Люди, склонные к галлюцинациям (и это вполне естественно), обычно скрывают сам факт своих «видений», «голосов» и т. д., боясь прослыть эксцентричными или сумасшедшими. Это касается и большинства страдавших постэнцефалитическим синдромом пациентов госпиталя «Маунт-Кармель». Более того, у этих больных часто имеют место большие трудности в общении с окружающими. Этим больным потребовалось много лет, чтобы проникнуться ко мне доверием и поделиться со мной своими самыми интимными переживаниями и чувствами, и, таким образом, только теперь (в 1974 году) я чувствую себя вправе сделать два вывода из своих наблюдений.
Первое: у одной трети, а возможно, и у большинства помещенных в лечебные учреждения страдающих тяжелой инвалидностью больных развиваются стойкие хронические галлюцинации.
Второе: было бы некорректно считать «шизофреническими» самих таких больных или их галлюцинации. В этом своем утверждении я основываюсь на следующих фактах, почерпнутых из реальных наблюдений: у подавляющего большинства таких больных галлюцинации лишены амбивалентных, зачастую паранойяльных и неуправляемых черт шизофренических галлюцинаций. Напротив, галлюцинации наших больных были весьма похожи на сцены нормальной жизни, напоминали о здоровой реальности, от которой эти больные были оторваны годами (болезнью, госпитализацией, изоляцией и т. д.). Функциональной и (морфологической) особенностью шизофренических галлюцинаций является отрицание действительности, в то время как функциональной (и морфологической) особенностью доброкачественных галлюцинаций у больных госпиталя «Маунт-Кармель» было создание действительности, построение в воображении полной, счастливой и здоровой жизни, той жизни, какой столь жестоко и несправедливо лишила их неумолимая и беспощадная судьба, слепой рок.

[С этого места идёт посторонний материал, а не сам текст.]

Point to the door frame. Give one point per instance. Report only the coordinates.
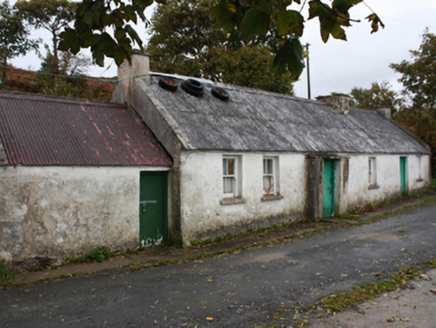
(403, 175)
(332, 193)
(164, 219)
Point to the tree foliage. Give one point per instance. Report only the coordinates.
(380, 94)
(419, 81)
(419, 76)
(14, 37)
(185, 41)
(254, 18)
(52, 15)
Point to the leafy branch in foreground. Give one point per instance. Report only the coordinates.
(255, 18)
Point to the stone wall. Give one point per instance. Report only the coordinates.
(67, 211)
(204, 215)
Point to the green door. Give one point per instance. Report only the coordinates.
(403, 165)
(152, 208)
(328, 203)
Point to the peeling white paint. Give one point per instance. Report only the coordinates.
(68, 211)
(202, 189)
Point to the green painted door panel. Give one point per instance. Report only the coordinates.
(403, 165)
(328, 204)
(152, 208)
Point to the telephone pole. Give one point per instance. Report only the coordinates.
(308, 70)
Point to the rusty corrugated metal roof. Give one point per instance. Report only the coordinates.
(41, 130)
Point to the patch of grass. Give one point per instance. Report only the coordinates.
(341, 301)
(249, 232)
(98, 254)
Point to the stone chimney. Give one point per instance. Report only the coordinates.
(383, 110)
(339, 101)
(139, 68)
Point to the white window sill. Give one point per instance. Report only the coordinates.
(269, 198)
(232, 201)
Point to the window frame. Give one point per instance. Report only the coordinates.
(236, 176)
(372, 173)
(274, 175)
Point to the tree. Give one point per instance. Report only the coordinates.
(379, 94)
(14, 37)
(419, 76)
(185, 41)
(419, 81)
(52, 15)
(255, 18)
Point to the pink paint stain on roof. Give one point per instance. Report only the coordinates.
(38, 130)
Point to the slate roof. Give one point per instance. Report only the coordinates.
(38, 130)
(254, 120)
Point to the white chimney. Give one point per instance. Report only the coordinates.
(383, 111)
(139, 68)
(339, 101)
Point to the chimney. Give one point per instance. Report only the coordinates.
(139, 68)
(383, 110)
(339, 101)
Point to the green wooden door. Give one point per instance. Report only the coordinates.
(328, 204)
(403, 165)
(152, 207)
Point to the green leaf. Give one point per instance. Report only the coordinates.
(69, 41)
(133, 35)
(290, 56)
(255, 23)
(343, 6)
(290, 22)
(223, 16)
(375, 21)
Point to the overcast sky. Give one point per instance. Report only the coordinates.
(337, 66)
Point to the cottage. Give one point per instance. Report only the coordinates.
(246, 158)
(76, 174)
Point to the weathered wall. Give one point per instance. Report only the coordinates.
(202, 189)
(388, 178)
(67, 211)
(203, 215)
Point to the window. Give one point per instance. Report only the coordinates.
(419, 170)
(372, 172)
(230, 176)
(270, 176)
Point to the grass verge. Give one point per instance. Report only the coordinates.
(339, 302)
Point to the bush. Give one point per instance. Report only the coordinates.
(100, 254)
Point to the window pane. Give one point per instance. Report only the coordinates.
(268, 184)
(229, 186)
(268, 166)
(231, 166)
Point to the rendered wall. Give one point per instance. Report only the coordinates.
(203, 216)
(67, 211)
(388, 178)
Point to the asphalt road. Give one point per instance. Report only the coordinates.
(245, 289)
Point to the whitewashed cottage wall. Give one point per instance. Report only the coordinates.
(202, 190)
(67, 211)
(388, 178)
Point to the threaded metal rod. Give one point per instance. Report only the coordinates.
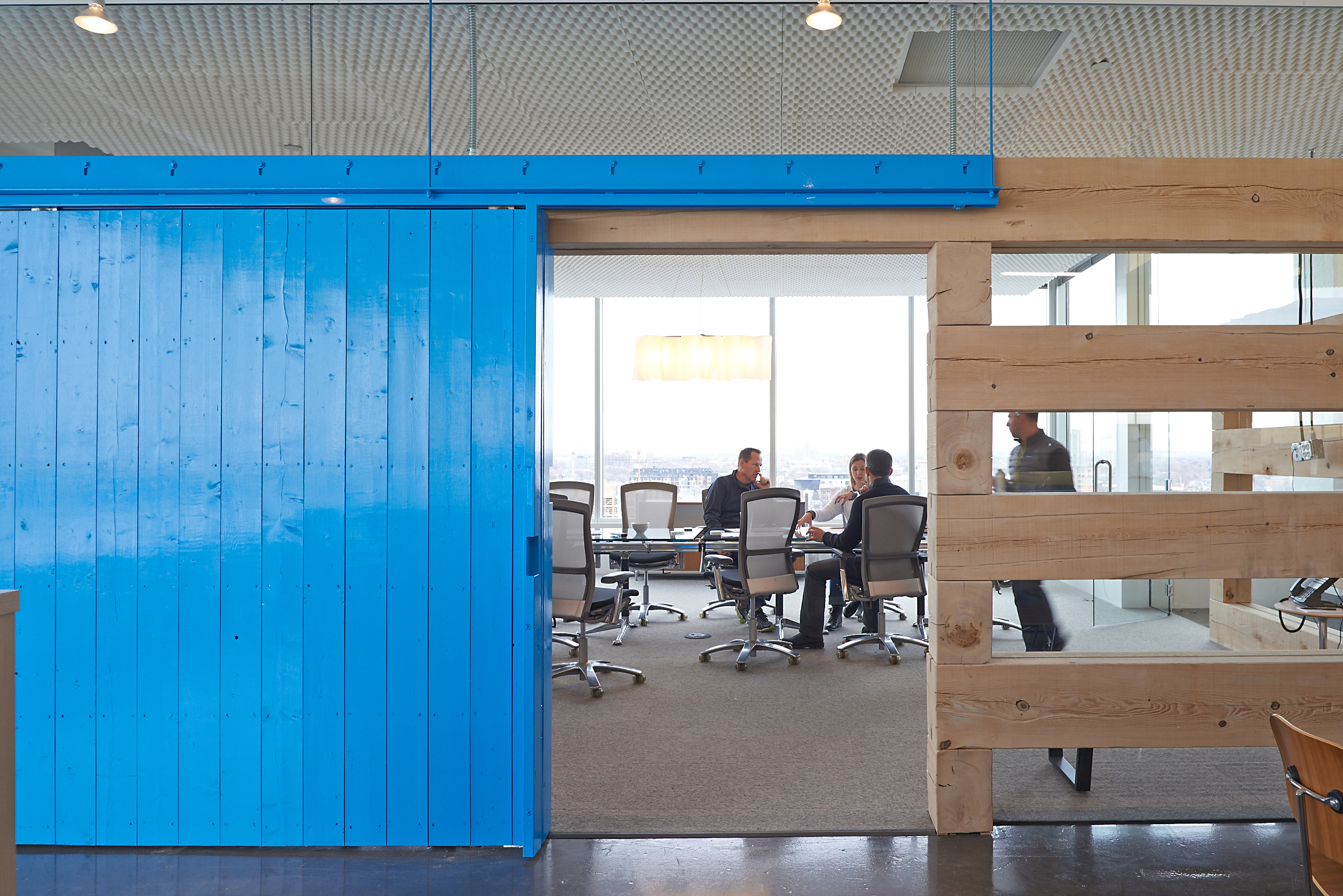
(952, 76)
(471, 35)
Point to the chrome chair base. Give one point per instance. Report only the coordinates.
(647, 606)
(568, 640)
(623, 625)
(885, 640)
(704, 615)
(748, 647)
(590, 670)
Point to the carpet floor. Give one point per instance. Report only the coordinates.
(839, 744)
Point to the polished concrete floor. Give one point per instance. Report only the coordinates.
(1033, 860)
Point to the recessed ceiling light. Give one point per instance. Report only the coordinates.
(823, 16)
(94, 19)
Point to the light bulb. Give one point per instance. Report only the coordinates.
(823, 16)
(94, 19)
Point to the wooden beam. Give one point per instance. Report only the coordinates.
(959, 618)
(1248, 626)
(960, 790)
(1268, 452)
(1138, 369)
(1088, 204)
(1154, 535)
(960, 453)
(1203, 699)
(960, 284)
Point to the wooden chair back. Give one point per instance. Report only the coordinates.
(1319, 766)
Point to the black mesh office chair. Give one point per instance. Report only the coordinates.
(892, 528)
(652, 503)
(574, 593)
(764, 566)
(581, 492)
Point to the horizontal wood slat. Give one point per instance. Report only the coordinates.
(1268, 452)
(1235, 535)
(1205, 699)
(1249, 626)
(1138, 369)
(1145, 204)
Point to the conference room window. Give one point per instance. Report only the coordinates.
(684, 387)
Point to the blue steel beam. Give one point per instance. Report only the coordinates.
(457, 182)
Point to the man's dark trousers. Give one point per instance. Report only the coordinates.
(1037, 618)
(812, 622)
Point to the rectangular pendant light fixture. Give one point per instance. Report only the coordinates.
(702, 358)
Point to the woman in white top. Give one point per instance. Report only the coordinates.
(859, 484)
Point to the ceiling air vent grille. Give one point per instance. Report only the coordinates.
(1021, 58)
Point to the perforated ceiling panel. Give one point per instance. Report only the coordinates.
(729, 276)
(665, 78)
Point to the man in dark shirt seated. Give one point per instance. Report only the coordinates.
(1037, 464)
(723, 511)
(723, 503)
(810, 632)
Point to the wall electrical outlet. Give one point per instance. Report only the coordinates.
(1309, 451)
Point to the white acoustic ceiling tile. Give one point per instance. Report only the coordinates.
(667, 78)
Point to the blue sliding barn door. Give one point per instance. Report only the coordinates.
(270, 493)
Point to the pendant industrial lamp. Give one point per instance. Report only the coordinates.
(823, 16)
(94, 19)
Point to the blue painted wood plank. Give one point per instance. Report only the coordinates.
(160, 416)
(366, 533)
(531, 571)
(8, 339)
(450, 543)
(493, 527)
(407, 531)
(77, 451)
(119, 429)
(284, 347)
(35, 536)
(198, 668)
(241, 528)
(543, 750)
(324, 530)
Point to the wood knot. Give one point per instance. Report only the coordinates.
(963, 636)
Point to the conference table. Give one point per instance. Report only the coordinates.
(620, 543)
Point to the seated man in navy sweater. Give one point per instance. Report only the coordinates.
(810, 633)
(723, 511)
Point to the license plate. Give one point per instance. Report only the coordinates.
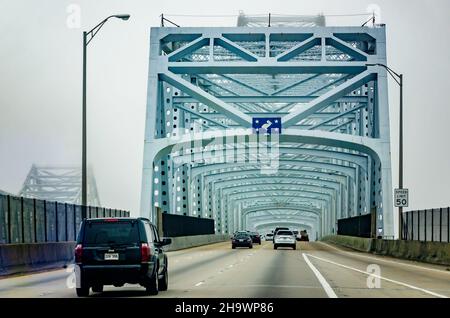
(111, 256)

Поэтому галлюцинации такого рода я рассматриваю как признак душевного здоровья моих больных, их стремления и воли к жизни, к полной жизни (пусть даже в царстве воображаемых сцен и галлюцинаций), единственном царстве, где эти пациенты могут наслаждаться свободой — свободой воображать в галлюцинациях все богатство, драматизм и полноту жизни. Пациенты галлюцинируют, чтобы выжить, — как все люди, подвергнутые экстремальной сенсорной, моторной или социальной изоляции. Когда я узнаю от такого пациента, что он строит себе богатую галлюцинаторную жизнь, я поощряю его в этом, как поощряю любые устремления к полноценной жизни.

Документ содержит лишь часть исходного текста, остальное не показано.